A web crawler is a distributed breadth-first traversal of the web graph — and the entire interview is about three constraints that make that BFS hard at scale: politeness (don't hammer a site), deduplication (don't crawl the same content twice), and progress (don't get trapped or starved). Nail the URL frontier design and those three constraints, and the rest is a standard pipeline. This applies the standard system design framework.

1. Requirements

Functional: start from seed URLs, fetch pages, extract links, and keep crawling outward; store page content for downstream use (e.g., a search index); re-crawl for freshness. Out of scope (say so): the search index/ranking itself, JavaScript rendering (mention it's a heavier variant).

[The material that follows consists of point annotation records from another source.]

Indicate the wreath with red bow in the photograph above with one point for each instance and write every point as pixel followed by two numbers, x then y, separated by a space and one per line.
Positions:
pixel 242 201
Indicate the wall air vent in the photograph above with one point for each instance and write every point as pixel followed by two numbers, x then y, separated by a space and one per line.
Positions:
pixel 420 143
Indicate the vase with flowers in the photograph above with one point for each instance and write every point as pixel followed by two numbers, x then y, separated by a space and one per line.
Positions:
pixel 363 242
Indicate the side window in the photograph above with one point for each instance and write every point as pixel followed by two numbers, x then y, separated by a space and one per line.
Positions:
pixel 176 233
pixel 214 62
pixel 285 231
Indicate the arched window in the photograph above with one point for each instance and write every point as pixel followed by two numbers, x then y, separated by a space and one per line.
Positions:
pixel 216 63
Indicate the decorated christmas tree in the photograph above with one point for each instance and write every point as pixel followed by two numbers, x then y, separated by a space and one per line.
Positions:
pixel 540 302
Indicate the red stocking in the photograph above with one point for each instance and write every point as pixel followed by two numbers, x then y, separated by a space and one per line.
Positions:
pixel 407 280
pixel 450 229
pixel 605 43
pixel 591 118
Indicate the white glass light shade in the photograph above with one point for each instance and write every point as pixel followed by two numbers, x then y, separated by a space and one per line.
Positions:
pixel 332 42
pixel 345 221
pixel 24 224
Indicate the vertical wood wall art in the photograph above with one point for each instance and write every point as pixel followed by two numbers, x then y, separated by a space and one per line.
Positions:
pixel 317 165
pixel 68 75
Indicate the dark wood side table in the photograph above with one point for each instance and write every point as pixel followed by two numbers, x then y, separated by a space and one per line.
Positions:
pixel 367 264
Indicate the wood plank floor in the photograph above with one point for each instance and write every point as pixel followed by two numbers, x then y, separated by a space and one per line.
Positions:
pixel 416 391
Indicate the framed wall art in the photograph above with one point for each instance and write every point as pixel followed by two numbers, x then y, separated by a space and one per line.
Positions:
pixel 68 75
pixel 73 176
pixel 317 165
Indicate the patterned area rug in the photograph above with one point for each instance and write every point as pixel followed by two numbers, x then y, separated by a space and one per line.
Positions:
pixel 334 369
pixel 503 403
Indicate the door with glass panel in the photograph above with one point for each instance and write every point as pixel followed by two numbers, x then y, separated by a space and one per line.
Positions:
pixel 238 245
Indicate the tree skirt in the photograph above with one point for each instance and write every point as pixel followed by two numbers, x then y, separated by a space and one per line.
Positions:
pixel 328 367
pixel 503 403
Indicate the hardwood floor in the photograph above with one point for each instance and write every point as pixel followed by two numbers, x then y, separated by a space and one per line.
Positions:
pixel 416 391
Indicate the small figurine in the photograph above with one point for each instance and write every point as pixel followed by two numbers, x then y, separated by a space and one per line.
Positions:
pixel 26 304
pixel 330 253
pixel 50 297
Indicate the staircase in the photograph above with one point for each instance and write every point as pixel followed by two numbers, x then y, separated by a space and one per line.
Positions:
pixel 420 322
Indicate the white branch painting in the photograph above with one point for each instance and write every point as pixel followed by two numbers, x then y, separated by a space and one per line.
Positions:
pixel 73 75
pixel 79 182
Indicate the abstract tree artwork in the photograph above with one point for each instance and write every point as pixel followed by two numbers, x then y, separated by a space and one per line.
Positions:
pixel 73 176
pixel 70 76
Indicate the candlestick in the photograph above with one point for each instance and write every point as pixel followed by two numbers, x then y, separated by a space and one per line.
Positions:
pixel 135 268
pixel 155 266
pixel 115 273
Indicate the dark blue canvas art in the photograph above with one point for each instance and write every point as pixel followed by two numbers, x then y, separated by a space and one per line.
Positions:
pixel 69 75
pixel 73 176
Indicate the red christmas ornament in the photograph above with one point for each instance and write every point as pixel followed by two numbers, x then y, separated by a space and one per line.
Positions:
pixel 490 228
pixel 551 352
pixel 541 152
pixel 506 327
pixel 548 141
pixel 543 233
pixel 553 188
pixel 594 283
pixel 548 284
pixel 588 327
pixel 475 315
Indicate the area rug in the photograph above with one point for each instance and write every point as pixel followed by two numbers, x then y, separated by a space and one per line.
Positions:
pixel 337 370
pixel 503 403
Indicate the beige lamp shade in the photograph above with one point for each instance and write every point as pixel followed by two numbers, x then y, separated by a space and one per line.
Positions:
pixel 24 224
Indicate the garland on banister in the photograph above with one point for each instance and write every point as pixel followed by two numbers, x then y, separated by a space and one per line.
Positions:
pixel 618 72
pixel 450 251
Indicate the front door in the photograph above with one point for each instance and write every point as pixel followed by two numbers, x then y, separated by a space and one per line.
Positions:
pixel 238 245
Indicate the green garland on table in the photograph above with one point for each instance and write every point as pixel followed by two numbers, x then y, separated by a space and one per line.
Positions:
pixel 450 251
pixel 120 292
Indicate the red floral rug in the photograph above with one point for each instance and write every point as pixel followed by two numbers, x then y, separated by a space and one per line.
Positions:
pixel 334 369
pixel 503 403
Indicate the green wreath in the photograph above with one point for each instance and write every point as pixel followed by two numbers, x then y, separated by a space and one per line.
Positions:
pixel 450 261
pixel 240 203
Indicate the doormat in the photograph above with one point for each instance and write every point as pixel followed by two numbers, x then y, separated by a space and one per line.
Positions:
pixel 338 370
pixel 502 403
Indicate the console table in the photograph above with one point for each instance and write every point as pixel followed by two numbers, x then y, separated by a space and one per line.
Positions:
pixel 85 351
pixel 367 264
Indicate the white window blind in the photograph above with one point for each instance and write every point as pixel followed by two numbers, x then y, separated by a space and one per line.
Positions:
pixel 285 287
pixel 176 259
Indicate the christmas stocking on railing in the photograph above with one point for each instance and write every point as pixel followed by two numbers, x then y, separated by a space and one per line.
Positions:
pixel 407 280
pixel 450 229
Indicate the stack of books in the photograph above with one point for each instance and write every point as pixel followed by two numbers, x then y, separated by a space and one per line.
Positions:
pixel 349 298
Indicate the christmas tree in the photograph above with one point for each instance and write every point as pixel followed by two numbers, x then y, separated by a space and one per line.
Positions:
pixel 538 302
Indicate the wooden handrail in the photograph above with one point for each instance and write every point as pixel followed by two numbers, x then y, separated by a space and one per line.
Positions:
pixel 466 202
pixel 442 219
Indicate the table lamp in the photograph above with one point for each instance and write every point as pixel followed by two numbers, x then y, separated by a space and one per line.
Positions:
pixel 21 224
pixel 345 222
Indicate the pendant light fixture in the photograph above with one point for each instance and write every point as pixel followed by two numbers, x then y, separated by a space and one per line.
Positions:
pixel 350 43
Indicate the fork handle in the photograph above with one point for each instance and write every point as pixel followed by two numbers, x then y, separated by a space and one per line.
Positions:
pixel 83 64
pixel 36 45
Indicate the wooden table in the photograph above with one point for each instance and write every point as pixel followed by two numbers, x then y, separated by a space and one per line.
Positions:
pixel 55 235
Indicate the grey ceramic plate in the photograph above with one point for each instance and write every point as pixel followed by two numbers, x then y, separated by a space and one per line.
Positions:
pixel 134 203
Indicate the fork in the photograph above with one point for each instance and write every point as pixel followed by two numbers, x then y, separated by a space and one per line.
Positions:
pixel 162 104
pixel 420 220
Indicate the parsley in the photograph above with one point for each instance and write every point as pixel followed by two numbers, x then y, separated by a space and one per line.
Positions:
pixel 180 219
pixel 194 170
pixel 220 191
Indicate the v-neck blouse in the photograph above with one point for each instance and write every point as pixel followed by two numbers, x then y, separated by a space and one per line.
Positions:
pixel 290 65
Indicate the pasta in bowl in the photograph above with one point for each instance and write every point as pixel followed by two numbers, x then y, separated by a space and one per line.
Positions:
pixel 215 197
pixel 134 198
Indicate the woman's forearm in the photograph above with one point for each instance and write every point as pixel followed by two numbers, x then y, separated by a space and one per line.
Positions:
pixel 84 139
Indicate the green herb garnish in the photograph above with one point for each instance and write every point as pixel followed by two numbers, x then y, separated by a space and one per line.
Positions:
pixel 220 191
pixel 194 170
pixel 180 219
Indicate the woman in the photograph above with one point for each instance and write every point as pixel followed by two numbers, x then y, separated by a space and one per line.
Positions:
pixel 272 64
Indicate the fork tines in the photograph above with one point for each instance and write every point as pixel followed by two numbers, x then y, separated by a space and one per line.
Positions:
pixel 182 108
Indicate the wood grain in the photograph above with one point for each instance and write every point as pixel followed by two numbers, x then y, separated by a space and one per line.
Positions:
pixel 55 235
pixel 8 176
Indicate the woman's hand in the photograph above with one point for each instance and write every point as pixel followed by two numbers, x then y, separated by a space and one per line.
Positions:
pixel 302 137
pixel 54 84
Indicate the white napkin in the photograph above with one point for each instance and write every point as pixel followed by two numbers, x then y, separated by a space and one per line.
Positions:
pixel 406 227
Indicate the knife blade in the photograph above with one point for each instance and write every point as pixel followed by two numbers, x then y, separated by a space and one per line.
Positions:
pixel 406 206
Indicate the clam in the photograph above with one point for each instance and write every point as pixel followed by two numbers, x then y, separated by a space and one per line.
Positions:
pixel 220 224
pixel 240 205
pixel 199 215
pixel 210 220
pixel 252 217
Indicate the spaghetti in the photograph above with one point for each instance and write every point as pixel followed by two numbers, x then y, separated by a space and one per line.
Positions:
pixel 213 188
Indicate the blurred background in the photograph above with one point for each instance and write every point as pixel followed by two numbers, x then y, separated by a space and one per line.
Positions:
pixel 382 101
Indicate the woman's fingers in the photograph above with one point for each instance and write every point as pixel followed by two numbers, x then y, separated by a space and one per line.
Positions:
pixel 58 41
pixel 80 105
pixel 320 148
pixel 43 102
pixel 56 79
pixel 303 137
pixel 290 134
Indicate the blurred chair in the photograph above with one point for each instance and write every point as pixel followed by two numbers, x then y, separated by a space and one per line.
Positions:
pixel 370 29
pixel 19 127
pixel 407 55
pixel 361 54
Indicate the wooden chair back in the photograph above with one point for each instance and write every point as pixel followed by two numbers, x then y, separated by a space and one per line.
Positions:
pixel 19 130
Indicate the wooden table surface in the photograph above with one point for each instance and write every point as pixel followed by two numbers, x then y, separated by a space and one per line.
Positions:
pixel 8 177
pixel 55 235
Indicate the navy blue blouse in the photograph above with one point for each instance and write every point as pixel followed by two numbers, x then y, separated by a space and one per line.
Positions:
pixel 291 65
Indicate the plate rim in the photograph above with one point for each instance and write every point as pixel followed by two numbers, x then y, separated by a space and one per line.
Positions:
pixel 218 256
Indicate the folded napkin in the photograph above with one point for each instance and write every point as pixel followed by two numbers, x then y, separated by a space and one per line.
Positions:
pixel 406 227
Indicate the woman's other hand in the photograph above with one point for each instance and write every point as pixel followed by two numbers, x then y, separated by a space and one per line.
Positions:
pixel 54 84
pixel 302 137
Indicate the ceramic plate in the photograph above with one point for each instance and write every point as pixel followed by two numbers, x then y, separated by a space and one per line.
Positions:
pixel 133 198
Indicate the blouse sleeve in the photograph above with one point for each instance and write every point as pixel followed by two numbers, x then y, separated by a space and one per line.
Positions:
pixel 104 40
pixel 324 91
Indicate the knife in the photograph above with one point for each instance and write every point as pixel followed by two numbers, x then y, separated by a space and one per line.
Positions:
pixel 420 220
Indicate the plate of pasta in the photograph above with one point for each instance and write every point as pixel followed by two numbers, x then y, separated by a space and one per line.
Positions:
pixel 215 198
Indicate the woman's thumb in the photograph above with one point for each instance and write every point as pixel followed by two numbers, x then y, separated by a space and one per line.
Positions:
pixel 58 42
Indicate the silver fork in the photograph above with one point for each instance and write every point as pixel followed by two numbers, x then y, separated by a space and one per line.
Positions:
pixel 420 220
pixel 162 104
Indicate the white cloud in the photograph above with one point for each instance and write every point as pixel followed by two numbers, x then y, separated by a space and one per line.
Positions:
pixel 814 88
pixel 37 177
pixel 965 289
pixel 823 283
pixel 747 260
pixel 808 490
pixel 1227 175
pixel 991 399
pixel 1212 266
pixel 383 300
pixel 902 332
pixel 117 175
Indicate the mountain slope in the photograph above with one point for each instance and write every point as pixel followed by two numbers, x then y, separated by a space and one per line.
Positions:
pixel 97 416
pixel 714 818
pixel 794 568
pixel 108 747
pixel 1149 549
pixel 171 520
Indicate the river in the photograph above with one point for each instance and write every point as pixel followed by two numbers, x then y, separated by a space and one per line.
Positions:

Non-functional: scalable (billions of pages), polite (respect robots.txt and per-host rate limits), robust (handle timeouts, traps, malformed HTML), and fresh (re-crawl important pages over time). Add extensibility — the content type mix changes.

2. Scale (back-of-envelope)

To crawl ~1B pages/month at ~100 KB/page → ~100 TB/month of raw content (→ object storage), at ~400 pages/sec sustained. The numbers say two things: storage goes to a blob store, and the frontier and politeness scheduling are the real engineering, not the fetching.

3. Core components

  1. URL Frontier — the heart: a queue of URLs to crawl, which must enforce priority (crawl important pages first) and politeness (cap requests per host).
  2. Fetchers — a worker pool that downloads pages (respecting robots.txt + timeouts).
  3. Parser / link extractor — pulls out links and content.
  4. Dedup — drop already-seen URLs and already-seen content.
  5. Storage — raw pages in an object store; metadata (URL → last-crawled, hash) in a DB.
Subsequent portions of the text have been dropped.